調達部員が、設計部門の役員を訴訟したらどうなるか(坂口孝則)

以前、フィリピンに行きました。ついでに知人にお願いしてカジノに連れて行ってもらいました。その知人はVIPルームに入る権利をもっているのです。そこで、世界中の金持ちたちによって、数億円、数十億円が一度に賭けられている様子を目の当たりにし、頭がクラクラしてきました。こういう世界もあるのですね。

こういうカジノが大阪などにできるかもしれません。私はシンガポールやフィリピンにもあるのに、日本にカジノを設立する効果があるのか不明と思ってきました。しかし、帰国後に知人に話すと、「凄い効果があるはずだ」といいます。なぜなら、富豪が家族でカジノに向かう際、夫はカジノ、妻と子供が観光、というのが一般的なパターンらしいのです。しかし、日本ほど観光や食事を楽しめる国はない、絶対に日本しか行きたくないというはずだ、と予想していました。

私が考えたこともなかったため参考になりました。常に、違った角度から考えることが大切なんですね。

以前、私が電気自動車の将来について某誌に原稿を書いたことがあります。よく「これからはモーターとバッテリーさえあれば自動車を生産できるようになる」といったたぐいの文章を見ますが、あれは自動車の生産ラインをまったく知らない阿呆でしょうね。数万台でも苦戦しているのに、数百万台規模をたやすく生産できるはずはありません。
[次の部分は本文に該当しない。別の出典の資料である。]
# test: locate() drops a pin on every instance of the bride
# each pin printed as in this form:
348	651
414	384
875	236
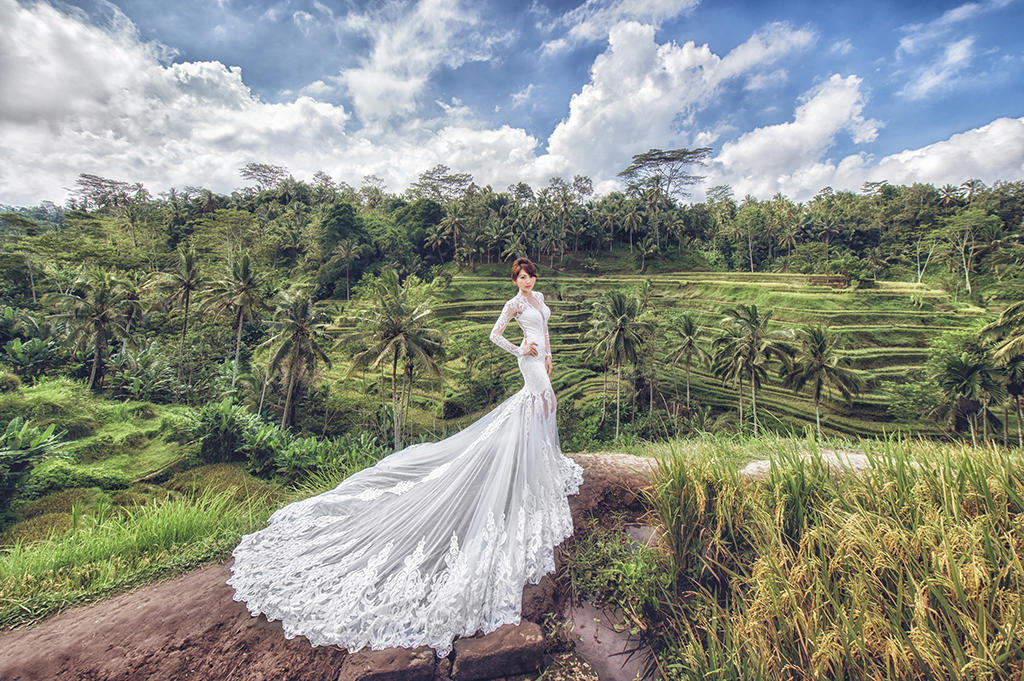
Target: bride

くわえて、原稿を書いたあとに聞いたのですが、ある銅山開発会社のひとにいわせれば、「電気自動車は大量の銅山を必要とする。世界規模で銅山開発をするのは現実的ではない」といっていました。

これもつねに考える視点を変える大切さを教えてくれました。

昨年、中国で上海や重慶がマイナス成長になったことが伝えられました。しかし、中国経済のプロにいわせると違うらしい。習近平が量より質の経済政策を打ち出し、「各省は経済成長率を水増しする必要がなくなった」のが実際のようです。ずっと水増しが進んできたため正常化しただけだといいます。

きっと私たちも調達・購買業務の常識にがんじがらめになっていて、ちょっと視点をズラすだけで、だいぶ違う世界が広がっているに違いありません。

たとえば、よく「設計部門が調達部門が勧める安価な製品を採用してくれない」とか「設計部門が勝手なことばかりする」といった話を聞きます。もし調達部門に従ったほうが全社方針に沿っているというのであれば、調達部門が自社株買いしたあとに、その設計部門の執行役員を訴訟すればいいのではないでしょうか。会社は株主のものであり、株主が全社方針を承認します。全体の利益に反する場合は、対象者にたいして株主代表訴訟が可能です。

「そんなこと考えたこともなかった」と誰もがいいます。そう思って、申し上げているのです。そして、そうやって視点を変えるとさまざまなものが見えてくるはずです。そもそも、「調達部門が設計部門に製品を推奨するほど、技術知識はあるだろうか」とか。

現在、もっとも怖いのは、硬直化した視点からの思い込みだ、と私は信じています。